Summary
finding insufficient allegations for harassment where an individual "stared at [a woman] in a way that made her feel scared and intimidated . . . came to a store where she was, walked up to within two feet of her and called her a derogatory name."
Summary of this case from Abusikin v. City of New YorkOpinion
12-29-2015
Tennille M. Tatum–Evans, New York, for appellant. Building Service 32BJ Legal Services Fund, New York (Alan M. Snyder of counsel), for respondent.

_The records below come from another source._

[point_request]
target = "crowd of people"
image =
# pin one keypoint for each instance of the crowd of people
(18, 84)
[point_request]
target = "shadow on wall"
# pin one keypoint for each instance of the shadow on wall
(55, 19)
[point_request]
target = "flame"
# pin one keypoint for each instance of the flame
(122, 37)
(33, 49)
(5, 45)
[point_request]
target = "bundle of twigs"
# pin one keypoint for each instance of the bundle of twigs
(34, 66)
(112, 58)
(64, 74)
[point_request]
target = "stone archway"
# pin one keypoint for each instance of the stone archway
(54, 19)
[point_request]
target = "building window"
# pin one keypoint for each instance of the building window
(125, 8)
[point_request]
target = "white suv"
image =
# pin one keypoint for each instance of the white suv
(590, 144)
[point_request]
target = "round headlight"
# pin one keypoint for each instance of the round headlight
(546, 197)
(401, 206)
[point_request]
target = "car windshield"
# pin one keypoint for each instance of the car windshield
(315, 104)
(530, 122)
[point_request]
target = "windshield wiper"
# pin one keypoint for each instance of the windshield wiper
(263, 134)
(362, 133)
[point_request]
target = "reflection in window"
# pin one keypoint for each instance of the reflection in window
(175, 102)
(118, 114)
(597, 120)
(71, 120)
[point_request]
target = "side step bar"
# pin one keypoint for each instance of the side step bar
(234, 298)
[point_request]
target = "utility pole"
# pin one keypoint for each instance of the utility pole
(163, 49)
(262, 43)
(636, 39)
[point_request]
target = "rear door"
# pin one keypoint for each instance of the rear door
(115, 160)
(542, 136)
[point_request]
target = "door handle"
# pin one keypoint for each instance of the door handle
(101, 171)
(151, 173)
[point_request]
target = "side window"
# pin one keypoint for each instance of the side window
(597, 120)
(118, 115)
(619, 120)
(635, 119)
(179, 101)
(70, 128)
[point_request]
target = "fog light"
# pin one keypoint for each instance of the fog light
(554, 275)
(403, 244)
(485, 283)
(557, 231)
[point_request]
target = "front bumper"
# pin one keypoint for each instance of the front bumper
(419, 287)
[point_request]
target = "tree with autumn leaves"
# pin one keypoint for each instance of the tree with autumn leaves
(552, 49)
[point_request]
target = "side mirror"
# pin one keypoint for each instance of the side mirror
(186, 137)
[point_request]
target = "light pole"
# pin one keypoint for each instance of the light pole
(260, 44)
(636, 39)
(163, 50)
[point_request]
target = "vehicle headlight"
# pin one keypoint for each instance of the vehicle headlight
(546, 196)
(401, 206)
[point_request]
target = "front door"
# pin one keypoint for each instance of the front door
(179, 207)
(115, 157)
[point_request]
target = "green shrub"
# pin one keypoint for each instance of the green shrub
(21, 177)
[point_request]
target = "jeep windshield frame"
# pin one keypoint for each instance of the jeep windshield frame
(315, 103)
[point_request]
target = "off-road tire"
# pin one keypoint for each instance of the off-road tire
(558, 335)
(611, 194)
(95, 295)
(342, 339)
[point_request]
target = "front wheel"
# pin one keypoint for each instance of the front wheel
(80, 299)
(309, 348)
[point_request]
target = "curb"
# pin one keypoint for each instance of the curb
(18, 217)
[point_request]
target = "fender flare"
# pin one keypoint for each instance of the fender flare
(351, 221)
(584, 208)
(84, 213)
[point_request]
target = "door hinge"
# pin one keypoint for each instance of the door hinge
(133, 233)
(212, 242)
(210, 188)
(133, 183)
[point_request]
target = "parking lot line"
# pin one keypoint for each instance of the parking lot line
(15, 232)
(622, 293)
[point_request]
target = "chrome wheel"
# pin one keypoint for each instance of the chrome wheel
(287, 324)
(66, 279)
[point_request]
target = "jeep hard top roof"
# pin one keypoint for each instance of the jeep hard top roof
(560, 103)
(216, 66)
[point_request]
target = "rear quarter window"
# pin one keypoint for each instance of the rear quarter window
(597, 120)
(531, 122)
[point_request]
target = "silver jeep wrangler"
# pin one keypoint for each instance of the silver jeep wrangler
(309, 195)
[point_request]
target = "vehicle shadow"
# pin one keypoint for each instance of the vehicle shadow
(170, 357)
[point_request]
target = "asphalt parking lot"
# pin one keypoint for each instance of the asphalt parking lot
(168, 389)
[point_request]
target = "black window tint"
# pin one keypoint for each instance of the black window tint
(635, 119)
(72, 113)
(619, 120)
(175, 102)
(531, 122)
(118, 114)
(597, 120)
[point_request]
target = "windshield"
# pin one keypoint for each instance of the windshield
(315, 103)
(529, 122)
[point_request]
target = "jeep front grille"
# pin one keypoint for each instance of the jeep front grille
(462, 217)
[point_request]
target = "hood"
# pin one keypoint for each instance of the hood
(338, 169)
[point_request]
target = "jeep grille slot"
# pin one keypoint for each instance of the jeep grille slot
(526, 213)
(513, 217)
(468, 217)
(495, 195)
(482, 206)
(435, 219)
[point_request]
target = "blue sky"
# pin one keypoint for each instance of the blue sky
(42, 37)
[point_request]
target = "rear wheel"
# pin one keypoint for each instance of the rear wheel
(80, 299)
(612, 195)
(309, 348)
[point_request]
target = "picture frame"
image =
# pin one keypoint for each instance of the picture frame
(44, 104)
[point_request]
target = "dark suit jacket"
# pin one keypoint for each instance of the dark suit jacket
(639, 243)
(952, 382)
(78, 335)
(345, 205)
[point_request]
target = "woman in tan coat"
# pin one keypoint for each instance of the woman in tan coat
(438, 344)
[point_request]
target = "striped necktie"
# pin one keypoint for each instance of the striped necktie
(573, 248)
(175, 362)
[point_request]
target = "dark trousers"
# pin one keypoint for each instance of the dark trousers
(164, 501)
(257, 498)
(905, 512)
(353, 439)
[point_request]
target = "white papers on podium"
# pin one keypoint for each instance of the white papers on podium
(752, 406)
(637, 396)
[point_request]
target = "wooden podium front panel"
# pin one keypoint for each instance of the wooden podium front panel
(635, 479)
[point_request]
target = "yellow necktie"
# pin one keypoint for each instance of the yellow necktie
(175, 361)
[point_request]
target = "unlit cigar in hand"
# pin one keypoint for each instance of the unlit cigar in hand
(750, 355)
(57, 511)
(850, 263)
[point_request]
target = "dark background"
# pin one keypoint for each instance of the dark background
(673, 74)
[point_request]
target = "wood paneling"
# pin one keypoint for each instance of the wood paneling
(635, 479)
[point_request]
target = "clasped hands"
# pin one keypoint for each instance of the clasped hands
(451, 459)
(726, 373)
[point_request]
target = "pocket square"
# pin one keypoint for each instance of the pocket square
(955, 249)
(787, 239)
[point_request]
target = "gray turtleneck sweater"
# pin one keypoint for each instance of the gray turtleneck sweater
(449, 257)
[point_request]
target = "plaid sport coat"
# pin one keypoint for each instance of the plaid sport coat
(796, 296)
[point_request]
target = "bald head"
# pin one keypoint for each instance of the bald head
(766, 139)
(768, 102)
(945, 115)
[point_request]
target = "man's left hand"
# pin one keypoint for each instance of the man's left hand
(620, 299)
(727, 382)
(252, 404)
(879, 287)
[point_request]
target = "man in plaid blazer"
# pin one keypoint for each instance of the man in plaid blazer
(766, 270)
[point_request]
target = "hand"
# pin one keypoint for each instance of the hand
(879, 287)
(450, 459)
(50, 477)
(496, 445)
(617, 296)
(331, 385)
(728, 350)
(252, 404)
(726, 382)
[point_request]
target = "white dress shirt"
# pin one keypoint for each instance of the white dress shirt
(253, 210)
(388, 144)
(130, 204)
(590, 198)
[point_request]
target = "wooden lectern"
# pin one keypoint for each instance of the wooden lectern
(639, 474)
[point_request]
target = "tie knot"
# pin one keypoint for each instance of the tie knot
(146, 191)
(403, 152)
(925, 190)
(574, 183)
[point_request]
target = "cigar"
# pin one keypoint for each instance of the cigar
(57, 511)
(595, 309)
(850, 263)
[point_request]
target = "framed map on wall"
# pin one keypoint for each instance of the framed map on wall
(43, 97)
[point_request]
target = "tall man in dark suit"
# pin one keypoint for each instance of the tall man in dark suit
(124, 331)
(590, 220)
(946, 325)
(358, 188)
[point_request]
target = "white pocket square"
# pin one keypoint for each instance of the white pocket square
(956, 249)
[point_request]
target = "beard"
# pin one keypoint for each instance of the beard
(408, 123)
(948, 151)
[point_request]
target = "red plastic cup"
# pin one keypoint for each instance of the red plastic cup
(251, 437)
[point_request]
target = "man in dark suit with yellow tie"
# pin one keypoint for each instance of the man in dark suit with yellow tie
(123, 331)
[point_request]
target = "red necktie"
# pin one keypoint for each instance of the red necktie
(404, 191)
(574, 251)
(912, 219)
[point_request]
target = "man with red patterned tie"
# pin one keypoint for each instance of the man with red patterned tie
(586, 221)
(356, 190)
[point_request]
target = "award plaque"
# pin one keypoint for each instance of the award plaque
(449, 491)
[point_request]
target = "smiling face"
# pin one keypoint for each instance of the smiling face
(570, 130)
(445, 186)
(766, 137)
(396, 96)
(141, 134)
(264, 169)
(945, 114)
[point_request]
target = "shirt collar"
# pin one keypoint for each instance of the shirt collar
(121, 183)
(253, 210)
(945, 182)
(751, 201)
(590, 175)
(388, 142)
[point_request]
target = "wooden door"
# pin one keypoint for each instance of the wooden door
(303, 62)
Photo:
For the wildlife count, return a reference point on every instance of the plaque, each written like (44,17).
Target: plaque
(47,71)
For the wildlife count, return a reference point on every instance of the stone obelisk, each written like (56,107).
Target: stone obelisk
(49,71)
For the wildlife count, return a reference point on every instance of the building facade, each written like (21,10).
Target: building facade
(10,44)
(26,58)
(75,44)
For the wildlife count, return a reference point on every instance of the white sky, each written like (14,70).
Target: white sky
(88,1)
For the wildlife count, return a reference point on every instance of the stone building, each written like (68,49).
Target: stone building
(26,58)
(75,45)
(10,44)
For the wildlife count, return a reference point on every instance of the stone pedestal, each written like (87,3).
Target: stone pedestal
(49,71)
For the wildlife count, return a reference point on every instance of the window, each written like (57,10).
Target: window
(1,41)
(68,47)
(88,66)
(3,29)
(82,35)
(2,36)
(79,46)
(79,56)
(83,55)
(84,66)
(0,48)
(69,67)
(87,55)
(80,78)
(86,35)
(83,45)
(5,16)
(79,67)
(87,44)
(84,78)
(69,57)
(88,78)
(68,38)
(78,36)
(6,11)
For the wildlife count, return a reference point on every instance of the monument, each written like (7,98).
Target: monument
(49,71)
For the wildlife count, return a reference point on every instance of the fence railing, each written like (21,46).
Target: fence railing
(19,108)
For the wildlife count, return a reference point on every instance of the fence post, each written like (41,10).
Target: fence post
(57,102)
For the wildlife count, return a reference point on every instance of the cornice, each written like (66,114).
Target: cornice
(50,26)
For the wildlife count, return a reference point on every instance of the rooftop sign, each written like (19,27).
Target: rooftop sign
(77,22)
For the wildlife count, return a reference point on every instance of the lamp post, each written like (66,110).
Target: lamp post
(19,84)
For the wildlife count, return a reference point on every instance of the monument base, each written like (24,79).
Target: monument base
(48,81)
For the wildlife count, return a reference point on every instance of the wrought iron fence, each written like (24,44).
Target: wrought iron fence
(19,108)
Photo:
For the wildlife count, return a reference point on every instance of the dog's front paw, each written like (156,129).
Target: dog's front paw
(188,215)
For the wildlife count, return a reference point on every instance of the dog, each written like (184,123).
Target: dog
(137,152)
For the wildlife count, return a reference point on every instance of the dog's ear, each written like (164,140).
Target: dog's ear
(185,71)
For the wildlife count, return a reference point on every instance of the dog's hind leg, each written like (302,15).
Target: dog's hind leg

Tennille M. Tatum–Evans, New York, for appellant.
Building Service 32BJ Legal Services Fund, New York (Alan M. Snyder of counsel), for respondent.
Order, Family Court, Bronx County (David Gilman, J.H.O.), entered on or about December 16, 2014, which, after a fact-finding hearing, dismissed the petition for an order of protection and vacated a temporary order of protection, unanimously affirmed, without costs.
Family Court properly determined that petitioner failed to prove by a fair preponderance of the evidence that respondent's alleged conduct established a family offense (see Matter of Rafael F. v. Pedro Pablo N., 106 A.D.3d 635, 965 N.Y.S.2d 718 [1st Dept.2013] ). Petitioner alleged that respondent walked by her apartment building when she was in the front yard and stared at her in a way that made her feel scared and intimidated. She also asserted that respondent came to a store where she was, walked up to within two feet of her and called her a derogatory name. Even accepting these allegations as true, they do not support a determination that respondent's conduct constituted either harassment in the second degree or disorderly conduct (see Matter of Christine P. v. Machiste Q., 124 A.D.3d 531, 2 N.Y.S.3d 102 [1st Dept.2015] ; Penal Law § 240.26 ; § 240.20).
MAZZARELLI, J.P., SWEENY, MANZANET–DANIELS, GISCHE, JJ., concur.